The demonetization didn’t satisfy Maza, who called on YouTube to fully ban Crowder from the platform. Though Crowder’s videos are still online, scores of other controversial figures had their videos deleted – including perpetual liberal bogeymen Milo Yiannopoulos and Gavin McInnes.
Though Maza is a particularly loud advocate of censorship, he is not the first journalist to demand Silicon Valley blacklist people whose opinions he finds offensive. CNN spearheaded the campaign to hound right-wing polemicist Alex Jones off virtually every social media platform last year, and just last month BuzzFeed’s Joseph Bernstein rallied a Twitter mob to force YouTube to block a 14-year-old vlogger who said mean things about Muslims.

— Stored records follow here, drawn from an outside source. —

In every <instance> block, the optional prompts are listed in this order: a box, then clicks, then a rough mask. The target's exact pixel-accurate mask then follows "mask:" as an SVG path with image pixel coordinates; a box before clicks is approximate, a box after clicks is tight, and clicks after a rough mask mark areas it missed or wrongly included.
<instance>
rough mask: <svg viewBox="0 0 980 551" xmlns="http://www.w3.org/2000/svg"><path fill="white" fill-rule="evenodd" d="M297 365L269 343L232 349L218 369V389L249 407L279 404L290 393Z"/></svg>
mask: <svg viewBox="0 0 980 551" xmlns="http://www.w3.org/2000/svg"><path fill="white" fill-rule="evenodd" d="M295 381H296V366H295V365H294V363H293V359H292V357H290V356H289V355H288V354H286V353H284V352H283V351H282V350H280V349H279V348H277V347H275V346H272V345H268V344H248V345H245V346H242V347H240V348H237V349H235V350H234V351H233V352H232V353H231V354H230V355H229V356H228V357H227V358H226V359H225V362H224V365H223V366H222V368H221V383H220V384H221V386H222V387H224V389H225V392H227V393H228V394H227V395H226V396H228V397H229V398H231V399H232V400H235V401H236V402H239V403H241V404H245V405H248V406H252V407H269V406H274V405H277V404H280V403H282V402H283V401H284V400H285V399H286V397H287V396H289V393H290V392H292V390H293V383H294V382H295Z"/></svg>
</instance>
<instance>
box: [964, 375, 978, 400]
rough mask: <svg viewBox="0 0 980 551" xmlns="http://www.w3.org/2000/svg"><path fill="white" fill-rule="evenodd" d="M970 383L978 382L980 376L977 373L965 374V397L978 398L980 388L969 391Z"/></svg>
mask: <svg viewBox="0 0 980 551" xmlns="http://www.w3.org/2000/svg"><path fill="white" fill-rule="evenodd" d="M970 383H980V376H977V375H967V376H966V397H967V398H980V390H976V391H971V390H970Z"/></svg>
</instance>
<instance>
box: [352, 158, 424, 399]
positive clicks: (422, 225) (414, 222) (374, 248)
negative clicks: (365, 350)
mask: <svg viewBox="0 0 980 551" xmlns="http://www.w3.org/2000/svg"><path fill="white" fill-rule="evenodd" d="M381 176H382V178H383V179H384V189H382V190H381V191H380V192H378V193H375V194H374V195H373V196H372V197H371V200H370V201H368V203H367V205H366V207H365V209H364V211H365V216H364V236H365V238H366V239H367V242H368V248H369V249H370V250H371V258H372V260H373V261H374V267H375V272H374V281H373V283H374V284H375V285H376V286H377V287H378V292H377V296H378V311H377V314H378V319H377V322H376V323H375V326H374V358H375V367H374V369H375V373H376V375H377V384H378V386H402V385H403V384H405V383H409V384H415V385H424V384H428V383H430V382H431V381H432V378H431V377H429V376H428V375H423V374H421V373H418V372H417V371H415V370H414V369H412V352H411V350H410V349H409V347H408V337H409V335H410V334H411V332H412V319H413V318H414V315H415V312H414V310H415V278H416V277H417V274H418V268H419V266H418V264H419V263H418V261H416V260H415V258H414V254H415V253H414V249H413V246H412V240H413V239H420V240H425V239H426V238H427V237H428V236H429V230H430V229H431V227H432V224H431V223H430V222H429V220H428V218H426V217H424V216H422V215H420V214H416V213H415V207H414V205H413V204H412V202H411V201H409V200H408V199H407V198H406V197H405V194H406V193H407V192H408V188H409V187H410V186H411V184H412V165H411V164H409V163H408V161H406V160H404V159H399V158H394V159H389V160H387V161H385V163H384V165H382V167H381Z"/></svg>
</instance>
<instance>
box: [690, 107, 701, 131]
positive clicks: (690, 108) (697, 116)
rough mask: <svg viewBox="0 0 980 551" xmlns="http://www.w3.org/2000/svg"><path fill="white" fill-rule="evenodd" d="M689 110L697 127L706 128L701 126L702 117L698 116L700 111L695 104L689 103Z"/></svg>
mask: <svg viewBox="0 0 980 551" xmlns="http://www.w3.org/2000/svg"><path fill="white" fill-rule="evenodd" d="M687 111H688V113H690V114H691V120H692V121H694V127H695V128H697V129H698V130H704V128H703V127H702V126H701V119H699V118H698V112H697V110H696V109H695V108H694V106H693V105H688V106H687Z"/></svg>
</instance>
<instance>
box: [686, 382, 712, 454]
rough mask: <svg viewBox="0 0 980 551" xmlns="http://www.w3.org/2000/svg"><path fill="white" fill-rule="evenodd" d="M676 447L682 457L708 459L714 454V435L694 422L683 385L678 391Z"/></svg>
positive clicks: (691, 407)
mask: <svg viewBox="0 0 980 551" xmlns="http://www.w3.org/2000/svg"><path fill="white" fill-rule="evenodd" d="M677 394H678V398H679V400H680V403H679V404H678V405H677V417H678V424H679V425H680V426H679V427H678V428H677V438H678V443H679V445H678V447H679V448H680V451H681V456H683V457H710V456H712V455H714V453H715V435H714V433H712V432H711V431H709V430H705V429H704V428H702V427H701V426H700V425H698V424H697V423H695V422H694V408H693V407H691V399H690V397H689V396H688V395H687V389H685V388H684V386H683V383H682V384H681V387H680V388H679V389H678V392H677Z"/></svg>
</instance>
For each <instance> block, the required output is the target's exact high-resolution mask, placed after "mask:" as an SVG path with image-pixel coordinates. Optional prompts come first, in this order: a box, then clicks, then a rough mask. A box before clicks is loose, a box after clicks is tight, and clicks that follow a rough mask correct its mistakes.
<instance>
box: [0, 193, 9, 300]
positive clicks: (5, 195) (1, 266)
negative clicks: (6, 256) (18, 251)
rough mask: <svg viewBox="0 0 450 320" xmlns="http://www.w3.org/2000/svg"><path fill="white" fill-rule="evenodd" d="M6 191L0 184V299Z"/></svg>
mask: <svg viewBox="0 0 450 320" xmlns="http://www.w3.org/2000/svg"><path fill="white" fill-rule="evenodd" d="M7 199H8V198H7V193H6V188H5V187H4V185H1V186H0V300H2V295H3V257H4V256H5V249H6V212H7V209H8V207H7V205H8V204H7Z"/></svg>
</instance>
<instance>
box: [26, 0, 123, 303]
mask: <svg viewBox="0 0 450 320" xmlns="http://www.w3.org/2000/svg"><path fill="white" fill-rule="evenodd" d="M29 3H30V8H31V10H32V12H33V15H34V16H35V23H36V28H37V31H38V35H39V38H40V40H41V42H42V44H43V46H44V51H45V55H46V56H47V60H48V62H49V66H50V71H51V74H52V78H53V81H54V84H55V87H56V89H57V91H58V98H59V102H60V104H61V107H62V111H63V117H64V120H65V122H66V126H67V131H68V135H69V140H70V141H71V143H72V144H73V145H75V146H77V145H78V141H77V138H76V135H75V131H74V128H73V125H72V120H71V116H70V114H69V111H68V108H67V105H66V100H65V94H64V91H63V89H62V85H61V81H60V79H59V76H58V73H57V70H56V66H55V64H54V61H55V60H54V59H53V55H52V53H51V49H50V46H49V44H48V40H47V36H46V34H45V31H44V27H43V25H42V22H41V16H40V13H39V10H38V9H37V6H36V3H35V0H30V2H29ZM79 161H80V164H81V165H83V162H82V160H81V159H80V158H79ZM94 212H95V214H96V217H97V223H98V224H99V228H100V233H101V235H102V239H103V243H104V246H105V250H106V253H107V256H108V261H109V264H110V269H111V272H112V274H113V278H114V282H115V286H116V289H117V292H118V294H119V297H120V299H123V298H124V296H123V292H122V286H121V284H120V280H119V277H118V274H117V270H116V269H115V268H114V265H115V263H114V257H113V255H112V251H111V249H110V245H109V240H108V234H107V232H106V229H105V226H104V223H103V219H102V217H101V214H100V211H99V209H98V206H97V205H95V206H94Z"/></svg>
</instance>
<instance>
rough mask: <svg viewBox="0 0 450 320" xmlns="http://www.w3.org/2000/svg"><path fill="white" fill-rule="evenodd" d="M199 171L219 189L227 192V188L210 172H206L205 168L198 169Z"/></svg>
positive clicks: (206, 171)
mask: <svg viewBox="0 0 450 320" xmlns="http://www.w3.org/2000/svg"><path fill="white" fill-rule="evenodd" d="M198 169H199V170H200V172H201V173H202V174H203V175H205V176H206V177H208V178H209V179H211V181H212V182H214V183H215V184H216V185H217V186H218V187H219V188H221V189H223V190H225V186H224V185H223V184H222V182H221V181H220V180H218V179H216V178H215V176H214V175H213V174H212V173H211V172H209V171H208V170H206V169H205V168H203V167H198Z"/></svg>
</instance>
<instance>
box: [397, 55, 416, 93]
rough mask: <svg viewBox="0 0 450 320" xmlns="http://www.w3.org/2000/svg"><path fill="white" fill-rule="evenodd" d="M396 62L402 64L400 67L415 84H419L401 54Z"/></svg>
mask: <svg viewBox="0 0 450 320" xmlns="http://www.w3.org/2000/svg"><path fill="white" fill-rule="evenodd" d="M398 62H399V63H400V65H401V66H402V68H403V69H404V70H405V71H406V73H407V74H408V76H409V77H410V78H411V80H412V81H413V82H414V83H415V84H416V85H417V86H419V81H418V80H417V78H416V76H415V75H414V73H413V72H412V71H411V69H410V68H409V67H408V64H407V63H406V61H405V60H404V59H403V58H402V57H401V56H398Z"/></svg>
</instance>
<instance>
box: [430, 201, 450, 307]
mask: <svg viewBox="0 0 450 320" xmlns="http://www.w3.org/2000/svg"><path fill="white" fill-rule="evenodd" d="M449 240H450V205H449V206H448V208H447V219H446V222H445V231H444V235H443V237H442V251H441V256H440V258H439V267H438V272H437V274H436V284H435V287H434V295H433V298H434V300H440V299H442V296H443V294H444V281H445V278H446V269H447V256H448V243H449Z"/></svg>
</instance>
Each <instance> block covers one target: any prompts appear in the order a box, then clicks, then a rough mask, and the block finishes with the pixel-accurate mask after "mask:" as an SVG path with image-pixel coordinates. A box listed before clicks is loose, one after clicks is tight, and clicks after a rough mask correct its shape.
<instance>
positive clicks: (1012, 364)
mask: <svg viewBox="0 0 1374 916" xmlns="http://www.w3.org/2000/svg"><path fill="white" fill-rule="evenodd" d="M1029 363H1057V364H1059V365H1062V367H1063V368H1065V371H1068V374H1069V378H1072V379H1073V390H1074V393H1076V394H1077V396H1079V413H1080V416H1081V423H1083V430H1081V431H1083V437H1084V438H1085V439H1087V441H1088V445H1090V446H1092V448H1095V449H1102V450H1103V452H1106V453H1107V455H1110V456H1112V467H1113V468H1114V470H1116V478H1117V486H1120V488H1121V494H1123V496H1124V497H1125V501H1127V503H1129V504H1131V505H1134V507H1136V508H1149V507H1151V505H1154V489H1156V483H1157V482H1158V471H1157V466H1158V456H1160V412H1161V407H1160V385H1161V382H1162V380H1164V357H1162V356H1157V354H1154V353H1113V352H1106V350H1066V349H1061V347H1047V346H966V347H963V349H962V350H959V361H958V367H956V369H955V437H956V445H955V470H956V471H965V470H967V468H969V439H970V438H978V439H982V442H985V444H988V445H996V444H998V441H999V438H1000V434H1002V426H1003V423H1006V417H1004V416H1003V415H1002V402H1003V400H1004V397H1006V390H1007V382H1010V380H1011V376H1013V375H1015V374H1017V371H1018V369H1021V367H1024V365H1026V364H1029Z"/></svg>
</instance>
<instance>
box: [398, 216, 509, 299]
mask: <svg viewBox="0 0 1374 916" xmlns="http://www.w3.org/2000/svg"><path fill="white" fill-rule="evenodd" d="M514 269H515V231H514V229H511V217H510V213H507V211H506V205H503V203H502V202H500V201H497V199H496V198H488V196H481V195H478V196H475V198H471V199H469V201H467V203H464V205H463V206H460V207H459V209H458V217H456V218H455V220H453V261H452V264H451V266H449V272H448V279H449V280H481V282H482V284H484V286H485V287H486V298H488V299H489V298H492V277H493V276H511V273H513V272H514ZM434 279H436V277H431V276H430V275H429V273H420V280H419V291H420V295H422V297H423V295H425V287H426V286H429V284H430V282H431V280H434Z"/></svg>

Greenwald made a point of mentioning his own same-sex marriage and homophobic insults he faced while living in Brazil, calling Crowder a “contemptuous cretin,” but he defended his right to free speech and slammed the journalists pushing tech companies to restrict it.
“In reality, this power to censor was not one they (the companies) wanted,” he explained. “It was one that was foisted upon them largely by journalists who were demanding that they remove voices from the Internet. Imagine going into journalism and begging corporations to silence people.”
Seemingly unmoved by Greenwald’s defense of free speech, the same liberal journalists took issue with the outlet where he chose to present it, calling him out for appearing on Carlson’s show, which Vox’s Aaron Rupar described as “the white power hour.”